Clinical examination can be used to assess the tumour’s relationship to surrounding structures. A tissue biopsy is the definitive test to distinguish between benign and malignant tumours and can provide further helpful information (the specific type of sarcoma and grade of the tumour i.e. reflecting of how quickly the cancer may develop). Imaging demonstrates a tumour’s relation to important adjacent structures but cannot always reliably distinguish benign from malignant tumours.

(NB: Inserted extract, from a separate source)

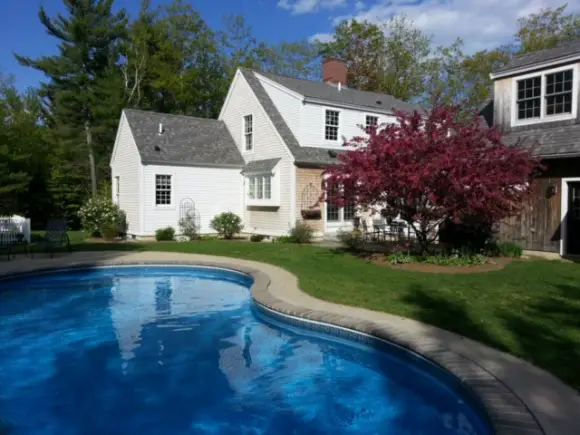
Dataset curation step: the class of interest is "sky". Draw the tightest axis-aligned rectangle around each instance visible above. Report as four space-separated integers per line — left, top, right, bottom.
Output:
0 0 580 89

The gold standard and only definitive test is a tissue biopsy. Core needle biopsy is simple, safe, and accurate and can be performed at the time of the initial consultation under local anaesthesia. The most important information required from the biopsy is whether the tumour is benign or malignant. The biopsy site should be placed in a position so that it is possible for the biopsy site and needle tract to be excised with the tumour at the definitive operation. This will ensure any contamination of normal tissue with cells from the tumour during the biopsy is removed. The biopsy should be performed either at a diagnostic clinic or by a sarcoma surgeon. Fine needle aspiration (FNA) is not recommended as a primary diagnostic method for soft tissue tumours.
Whilst the preferred method of imaging is magnetic resonance imaging (MRI), other options including computerised tomography (CT) or ultrasound (US) may be appropriate depending on local expertise and tumour type. Computed tomography of the thorax is preferable for detecting tumours that have spread from other sites (metastases). Positron emission tomography (PET) scanning, which produces a 3-D image, may be helpful in specific circumstances.
Soft tissue tumours are relatively common and are usually benign. However the possibility that a lump may be malignant should not be dismissed, particularly if it is increasing in size, larger than 5cm, deep in the body and/or is painful, and in these circumstances a formal diagnosis should be sought.